I remember when I was little, going to see The Nutcracker with my father. Imagination fertile, body touched, I came back announcing that I wanted to be a rat in The Nutcracker. Note the rat here, we will come back to it. Maybe.

It took several years for the call of the dance to take root. In fact, my relationship with dance is above all one of flirtation. An ambiguous relationship. On one side it lives in me, it crosses my body and my soul, on the other side it mistreats me, I fear it, I approach and save myself. And yet I come back to it. I always thought I had to choose one or the other. My fragmented identity, made of contradictions, impossible reconciliation. It’s a bit like that that I approached my studies at the École de Danse de Québec, both invested but almost permanent, the presence of doubt, the impossible. Torn.

I met some of Marie Chouinard’s work at that moment, which was essential. Facing the other, upset, disturbed, her breath jerky, there was something animal, raw, true, great sensitivity, authenticity, no pretense, no half measures. There on the boards, the complexity, the multiplicity, fundamentally human, everything poured out, offered. It disturbed me, scared me but I was also intrigued, inhabited. An open breach, changed forever, no turning back but flight as the only answer. The learned one. How could I stand up, assume.

And this shock. Confronted with myself. The envelope now perforated. Had it ever been waterproof? Unlikely. Impossible to escape, through the pores of my skin, everything flowed. Perhaps it was to find myself face to face with someone whose emotional charge, sensitivity is at the service of creation while mine was a story of containment. Hold back at all costs. But impossible to close the valves. Yet I tried and tried.

My father died last spring. A few days before the fateful date that would mark his absence, seeing him, small in his bed, I wanted to slip behind him, take him in my arms. Could I? Did I have this right? Then the certainty that this moment would never come back, that the present moment was the only one, nothing before, nothing after. I dared. And for the first time in my life I really felt, deep in my being that my great sensitivity was a gift and not a flaw.

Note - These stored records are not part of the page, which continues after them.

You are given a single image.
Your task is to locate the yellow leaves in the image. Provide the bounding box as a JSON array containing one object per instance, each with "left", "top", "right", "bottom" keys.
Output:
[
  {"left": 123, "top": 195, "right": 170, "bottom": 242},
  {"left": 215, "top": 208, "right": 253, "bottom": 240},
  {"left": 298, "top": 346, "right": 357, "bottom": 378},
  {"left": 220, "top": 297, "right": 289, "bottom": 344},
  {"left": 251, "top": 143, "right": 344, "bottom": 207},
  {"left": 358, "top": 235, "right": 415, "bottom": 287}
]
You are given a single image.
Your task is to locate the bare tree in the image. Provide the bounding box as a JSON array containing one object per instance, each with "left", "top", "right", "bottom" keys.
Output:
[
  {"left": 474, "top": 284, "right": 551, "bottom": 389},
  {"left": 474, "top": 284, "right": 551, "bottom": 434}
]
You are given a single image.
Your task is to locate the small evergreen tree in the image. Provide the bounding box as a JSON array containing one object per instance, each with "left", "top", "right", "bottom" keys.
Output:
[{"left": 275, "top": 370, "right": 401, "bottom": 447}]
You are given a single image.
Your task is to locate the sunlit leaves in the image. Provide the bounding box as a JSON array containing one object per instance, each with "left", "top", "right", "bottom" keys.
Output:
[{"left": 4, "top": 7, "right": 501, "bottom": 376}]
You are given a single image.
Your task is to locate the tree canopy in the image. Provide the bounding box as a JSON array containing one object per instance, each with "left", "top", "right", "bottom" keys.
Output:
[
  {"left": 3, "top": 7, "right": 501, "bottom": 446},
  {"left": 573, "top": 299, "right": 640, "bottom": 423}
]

This realization, perhaps the culmination of so many years of research, of this long road traveled and of all its detours to ultimately return home. To reach this moment, this connection, to recognize without words, the kinship, the absolute. A new certainty, bringing hope, opening up space. Knowing that the body could not lie, we may be able to hide behind words, but our gestures betray us, the blood runs through our veins, all these cells in motion, dynamic, vibrating. The evidence. Our senses. My sensitivity. Hers.

The last three weeks I had the opportunity to teach Feldenkrais to the dancers of the Compagnie Marie Chouinard. When I received the call from Marie, I was touched, nervous. The fear in the stomach, again, present in front of the other. But this time I could recognize behind this color of emotions, the big yes. A yes to life, to exist. This openness, this desire to jump, confident and maybe just show who I am. Fully say yes to yes, choose them now because they are the ones that matter. Learn to say no, to leave room for yes. In fact, I want to believe in the stars, in wonder. And I say thank you. Thank you for your welcome, your attention and your presence. It was a pleasure to teach you, dancers, humans and then to learn alongside you. Discover us.

Life is never exactly where you expect it to be.